Mariana – Existem comprovados 26 povos indígenas isolados no Brasil e registros de 113. O Brasil é o país que mais tem povos isolados no mundo. E não é que eles não saibam da gente. Eles sabem, mas não querem o contato devido aos diversos massacres, doenças, correrias [como eles dizem], subgrupos que foram diminuindo, se dividindo e se perdendo. Essa é também uma estratégia de sobrevivência. Por fim, a relação deles com a floresta é muito distinta da que nós temos. Algo que nos leva a pensar muito sobre os caminhos que estamos seguindo como sociedade, uma sociedade que tenta impor esse desenvolvimento violento, avassalador, que viver tem de ser de um determinado jeito.
Renata – Eles estão obviamente muito vulneráveis, ameaçados diante das invasões, que são recorrentes, mas também existe uma imensa força, toda uma resistência acumulada ali. Ao longo do processo, aprendemos também quanto desconhecemos essa realidade no Brasil. Quando contávamos que estávamos fazendo um filme sobre índios isolados, as pessoas nos olhavam incrédulas sobre a existência deles por aqui. Era unânime isso, o que reforçava a importância de contarmos essa história, parte de nossa diversidade cultural.
Mariana – Vale ressaltar que as Frentes de Proteção Etnoambiental da Funai, que desenvolvem um trabalho imprescindível, enfrentam sérios problemas para atuar diante dos cortes orçamentários impostos pelo governo federal desde 2014. Segundo uma reportagem publicada no site do Instituto Socioambiental, uma estimativa do governo federal aponta para um total de R$ 2,2 milhões para a proteção aos povos isolados em 2018, ante R$ 2,65 milhões em 2017. Para ter capacidade de manter operando precariamente as bases de proteção etnoambiental ainda ativas seriam necessários pelo menos R$ 3,5 milhões.
ÉPOCA – Como vive a Rita, piripkura que testemunhou tantas perdas, deixou de viver na floresta aos 38 anos para viver numa aldeia e se casar com um caripuna?
Mariana – A Rita é uma mulher admirável, muito forte, com uma energia contagiante, apesar de todas as perdas que passou na vida – o marido, os filhos, muitos parentes –, dos massacres, perseguições, doenças que testemunhou. Hoje, ela vive entre os pipipkuras e os caripunas, pois se casou com Aripã, do povo caripuna, morando agora em uma aldeia em Rondônia. E ela é o ponto de contato com a história dos piripkuras, da família, de como viviam. Algo muito impressionante que descobrimos são os desenhos que a Rita faz ao lado da cama dela, com uma canetinha roxa. São bichos, partes de histórias cotidianas dos piripkuras. Foi incrível observar essa mulher tentando se agarrar à memória afetiva dela.

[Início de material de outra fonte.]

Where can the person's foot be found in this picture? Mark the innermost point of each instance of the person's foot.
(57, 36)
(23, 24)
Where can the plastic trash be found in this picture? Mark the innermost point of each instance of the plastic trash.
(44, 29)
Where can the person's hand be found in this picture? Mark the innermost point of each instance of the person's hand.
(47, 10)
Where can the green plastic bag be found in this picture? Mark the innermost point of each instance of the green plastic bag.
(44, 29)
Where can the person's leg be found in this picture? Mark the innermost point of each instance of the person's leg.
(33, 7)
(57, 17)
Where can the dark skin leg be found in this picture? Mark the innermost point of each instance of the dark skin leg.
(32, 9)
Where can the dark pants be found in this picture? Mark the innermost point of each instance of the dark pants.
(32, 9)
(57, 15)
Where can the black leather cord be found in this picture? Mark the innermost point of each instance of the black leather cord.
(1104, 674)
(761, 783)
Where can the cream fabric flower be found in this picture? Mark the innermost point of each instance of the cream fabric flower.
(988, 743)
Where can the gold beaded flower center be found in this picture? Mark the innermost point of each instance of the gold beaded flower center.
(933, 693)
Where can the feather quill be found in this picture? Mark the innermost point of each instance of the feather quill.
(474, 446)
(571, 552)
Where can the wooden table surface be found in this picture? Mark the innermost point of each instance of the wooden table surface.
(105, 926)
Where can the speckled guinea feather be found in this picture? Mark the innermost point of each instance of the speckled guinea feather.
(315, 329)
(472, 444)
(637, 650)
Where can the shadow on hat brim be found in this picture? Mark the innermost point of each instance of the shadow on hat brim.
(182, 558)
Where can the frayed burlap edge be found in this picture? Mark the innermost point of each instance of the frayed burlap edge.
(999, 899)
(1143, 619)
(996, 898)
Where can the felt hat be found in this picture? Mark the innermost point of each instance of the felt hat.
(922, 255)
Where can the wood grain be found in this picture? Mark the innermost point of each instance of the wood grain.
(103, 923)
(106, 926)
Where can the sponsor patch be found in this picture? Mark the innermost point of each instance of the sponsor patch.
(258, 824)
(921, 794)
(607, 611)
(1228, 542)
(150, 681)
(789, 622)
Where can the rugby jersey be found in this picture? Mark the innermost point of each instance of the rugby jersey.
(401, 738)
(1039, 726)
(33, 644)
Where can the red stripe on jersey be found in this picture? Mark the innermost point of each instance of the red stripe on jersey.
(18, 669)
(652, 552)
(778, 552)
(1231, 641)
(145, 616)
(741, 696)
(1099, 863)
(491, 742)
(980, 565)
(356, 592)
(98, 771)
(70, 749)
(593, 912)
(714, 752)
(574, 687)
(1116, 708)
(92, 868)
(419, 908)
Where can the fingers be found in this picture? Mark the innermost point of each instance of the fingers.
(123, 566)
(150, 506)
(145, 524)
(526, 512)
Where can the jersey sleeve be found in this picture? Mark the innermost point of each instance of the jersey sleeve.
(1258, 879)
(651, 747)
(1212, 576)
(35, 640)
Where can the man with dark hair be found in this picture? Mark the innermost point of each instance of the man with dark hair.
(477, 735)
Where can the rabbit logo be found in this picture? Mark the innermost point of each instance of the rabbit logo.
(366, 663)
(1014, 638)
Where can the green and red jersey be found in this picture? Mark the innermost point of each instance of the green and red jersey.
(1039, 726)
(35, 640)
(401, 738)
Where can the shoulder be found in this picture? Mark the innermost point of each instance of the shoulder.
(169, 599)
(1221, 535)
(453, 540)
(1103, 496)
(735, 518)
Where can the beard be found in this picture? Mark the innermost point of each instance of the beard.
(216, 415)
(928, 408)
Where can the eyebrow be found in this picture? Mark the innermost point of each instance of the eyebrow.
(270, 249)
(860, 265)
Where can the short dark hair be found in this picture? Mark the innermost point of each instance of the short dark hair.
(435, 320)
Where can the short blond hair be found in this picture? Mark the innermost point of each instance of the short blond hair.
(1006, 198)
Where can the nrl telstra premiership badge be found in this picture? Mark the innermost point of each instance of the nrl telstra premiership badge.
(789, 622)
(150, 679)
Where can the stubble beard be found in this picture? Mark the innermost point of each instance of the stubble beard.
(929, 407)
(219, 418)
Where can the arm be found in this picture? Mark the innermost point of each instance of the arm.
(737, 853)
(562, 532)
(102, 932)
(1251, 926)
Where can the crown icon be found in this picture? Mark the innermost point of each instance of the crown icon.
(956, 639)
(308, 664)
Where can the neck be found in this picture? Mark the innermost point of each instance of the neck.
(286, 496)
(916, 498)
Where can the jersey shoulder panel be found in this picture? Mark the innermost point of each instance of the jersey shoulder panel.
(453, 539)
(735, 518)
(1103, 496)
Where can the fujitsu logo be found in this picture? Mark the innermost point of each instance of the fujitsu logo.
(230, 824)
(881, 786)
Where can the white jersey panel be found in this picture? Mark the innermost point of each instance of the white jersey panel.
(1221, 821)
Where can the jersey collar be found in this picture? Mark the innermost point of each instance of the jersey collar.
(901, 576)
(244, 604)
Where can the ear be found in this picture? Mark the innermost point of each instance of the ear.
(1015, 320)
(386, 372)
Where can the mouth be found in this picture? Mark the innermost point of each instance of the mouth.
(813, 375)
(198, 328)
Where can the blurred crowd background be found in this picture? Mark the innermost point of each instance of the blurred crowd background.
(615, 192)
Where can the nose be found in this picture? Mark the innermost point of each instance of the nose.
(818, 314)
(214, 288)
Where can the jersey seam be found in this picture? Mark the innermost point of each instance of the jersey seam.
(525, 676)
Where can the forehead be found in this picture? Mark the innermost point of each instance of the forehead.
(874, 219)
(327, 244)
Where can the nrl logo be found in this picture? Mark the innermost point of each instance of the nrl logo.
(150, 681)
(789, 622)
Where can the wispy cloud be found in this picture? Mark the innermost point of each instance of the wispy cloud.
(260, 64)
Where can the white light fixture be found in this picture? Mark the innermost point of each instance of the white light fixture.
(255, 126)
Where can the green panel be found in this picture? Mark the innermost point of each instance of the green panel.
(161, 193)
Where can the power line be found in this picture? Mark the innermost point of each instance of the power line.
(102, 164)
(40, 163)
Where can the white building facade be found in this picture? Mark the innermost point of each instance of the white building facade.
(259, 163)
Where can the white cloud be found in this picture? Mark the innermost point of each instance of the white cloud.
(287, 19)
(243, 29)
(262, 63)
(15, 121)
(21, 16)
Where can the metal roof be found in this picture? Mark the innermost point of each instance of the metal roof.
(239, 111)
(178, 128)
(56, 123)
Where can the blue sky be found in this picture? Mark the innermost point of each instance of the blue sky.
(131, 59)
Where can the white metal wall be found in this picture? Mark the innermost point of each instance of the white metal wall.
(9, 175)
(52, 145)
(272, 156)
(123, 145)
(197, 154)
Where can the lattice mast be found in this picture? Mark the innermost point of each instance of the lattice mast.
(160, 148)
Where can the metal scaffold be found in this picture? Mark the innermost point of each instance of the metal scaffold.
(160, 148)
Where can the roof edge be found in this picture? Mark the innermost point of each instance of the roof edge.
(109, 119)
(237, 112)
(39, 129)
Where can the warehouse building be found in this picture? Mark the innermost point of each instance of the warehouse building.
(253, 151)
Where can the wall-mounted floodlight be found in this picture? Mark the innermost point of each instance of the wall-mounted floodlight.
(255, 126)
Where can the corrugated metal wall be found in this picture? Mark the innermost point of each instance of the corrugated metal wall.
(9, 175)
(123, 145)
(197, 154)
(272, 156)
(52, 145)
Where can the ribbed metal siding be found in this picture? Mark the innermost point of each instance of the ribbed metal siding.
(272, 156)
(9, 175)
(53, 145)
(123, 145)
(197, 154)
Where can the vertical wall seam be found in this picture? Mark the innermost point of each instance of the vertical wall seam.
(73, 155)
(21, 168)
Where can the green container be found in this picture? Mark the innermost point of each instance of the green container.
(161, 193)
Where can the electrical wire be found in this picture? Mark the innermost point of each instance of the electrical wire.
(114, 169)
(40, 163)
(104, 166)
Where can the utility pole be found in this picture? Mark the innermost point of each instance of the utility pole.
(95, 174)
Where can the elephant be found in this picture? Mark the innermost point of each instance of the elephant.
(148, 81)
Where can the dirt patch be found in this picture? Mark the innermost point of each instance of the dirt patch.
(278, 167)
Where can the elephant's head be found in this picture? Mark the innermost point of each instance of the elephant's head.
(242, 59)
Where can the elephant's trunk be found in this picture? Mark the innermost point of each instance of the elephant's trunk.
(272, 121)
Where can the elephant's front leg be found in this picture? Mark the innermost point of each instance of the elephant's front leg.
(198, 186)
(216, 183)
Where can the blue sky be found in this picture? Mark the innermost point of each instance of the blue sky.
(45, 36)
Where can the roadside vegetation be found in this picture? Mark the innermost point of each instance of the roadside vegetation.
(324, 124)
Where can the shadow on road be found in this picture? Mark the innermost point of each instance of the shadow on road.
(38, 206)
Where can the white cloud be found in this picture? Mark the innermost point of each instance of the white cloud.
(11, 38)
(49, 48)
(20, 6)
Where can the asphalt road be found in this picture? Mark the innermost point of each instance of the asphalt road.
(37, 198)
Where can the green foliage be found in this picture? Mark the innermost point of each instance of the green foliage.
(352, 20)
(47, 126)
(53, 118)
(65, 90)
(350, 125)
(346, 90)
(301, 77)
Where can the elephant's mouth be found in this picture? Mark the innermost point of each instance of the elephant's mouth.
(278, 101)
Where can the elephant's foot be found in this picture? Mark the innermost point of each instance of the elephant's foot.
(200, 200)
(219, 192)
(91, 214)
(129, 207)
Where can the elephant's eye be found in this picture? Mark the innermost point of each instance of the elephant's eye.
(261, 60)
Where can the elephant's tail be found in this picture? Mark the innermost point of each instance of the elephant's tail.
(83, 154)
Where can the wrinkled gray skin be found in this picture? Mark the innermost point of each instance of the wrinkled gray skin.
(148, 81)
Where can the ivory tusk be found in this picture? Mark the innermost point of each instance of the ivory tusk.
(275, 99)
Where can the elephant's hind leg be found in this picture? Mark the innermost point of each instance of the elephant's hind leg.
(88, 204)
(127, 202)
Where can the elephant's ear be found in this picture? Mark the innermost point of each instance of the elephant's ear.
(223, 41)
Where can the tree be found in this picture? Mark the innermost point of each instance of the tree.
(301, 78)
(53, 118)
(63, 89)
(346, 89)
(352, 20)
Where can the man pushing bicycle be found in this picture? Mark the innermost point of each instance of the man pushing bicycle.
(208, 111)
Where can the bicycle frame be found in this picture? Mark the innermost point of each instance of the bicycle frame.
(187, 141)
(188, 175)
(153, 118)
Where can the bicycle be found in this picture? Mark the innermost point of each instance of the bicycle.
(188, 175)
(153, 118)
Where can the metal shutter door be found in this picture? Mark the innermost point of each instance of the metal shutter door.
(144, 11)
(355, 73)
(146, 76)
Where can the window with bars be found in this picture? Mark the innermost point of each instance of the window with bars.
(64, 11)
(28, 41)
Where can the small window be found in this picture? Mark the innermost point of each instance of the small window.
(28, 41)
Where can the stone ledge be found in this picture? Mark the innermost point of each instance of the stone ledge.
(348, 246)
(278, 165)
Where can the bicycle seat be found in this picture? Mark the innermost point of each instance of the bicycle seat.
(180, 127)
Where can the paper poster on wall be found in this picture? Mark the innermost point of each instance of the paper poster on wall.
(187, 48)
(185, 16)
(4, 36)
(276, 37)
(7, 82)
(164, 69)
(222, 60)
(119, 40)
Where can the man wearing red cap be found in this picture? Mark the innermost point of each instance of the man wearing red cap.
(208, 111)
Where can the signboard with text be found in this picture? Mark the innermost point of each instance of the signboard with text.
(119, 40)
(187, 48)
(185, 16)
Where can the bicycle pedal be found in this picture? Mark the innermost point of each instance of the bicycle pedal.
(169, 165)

Renata – Muitas vezes a Funai contrata a Rita para participar de expedições na terra dos piripkuras. A alegria dela de voltar à terra dela é impressionante. Quando chega lá, a Rita se ilumina. Eles têm uma relação muito diferente da nossa com suas origens. A relação deles com a terra é muito intensa.
Mariana – Eles pertencem à terra, não é a terra que pertence a eles.
ÉPOCA – O que vocês destacariam do momento memorável do encontro com Pakyî e Tamandua?
Mariana – Numa das expedições, numa situação difícil, de cheia, seu Jair se machuca e a equipe volta para a base. De repente, os dois fazem, pela primeira vez, o movimento de ir até a base da Funai, porque o fogo deles tinha apagado. E, numa dessas maravilhas do destino, a equipe do filme estava lá quando isso aconteceu. A imagem, a presença deles é algo muito forte. Como eles estão no mundo, como os dois se relacionam, como se relacionam com a floresta.
ÉPOCA – Vocês optaram por uma estrutura narrativa com poucos dados, informações sobre os povos isolados, deixando que as imagens “falassem”. O que você teria a comentar sobre essa escolha?
Mariana – Pensamos muito. Como balancear informação e o emocional? A partir de uma estrutura narrativa que é clássica, como dosar o contexto e abrir espaço para que as pessoas sintam o que a gente sentiu, terem uma experiência sensorial, permitindo uma conexão afetiva, que leve a reflexões. As informações vão entrando paulatinamente. Bem, essa é uma das virtudes do audiovisual.
ÉPOCA – E o que vocês gostariam que o público guardasse deles?
Mariana – A força, a resistência, a plenitude. A relação de afeto que eles têm um pelo outro.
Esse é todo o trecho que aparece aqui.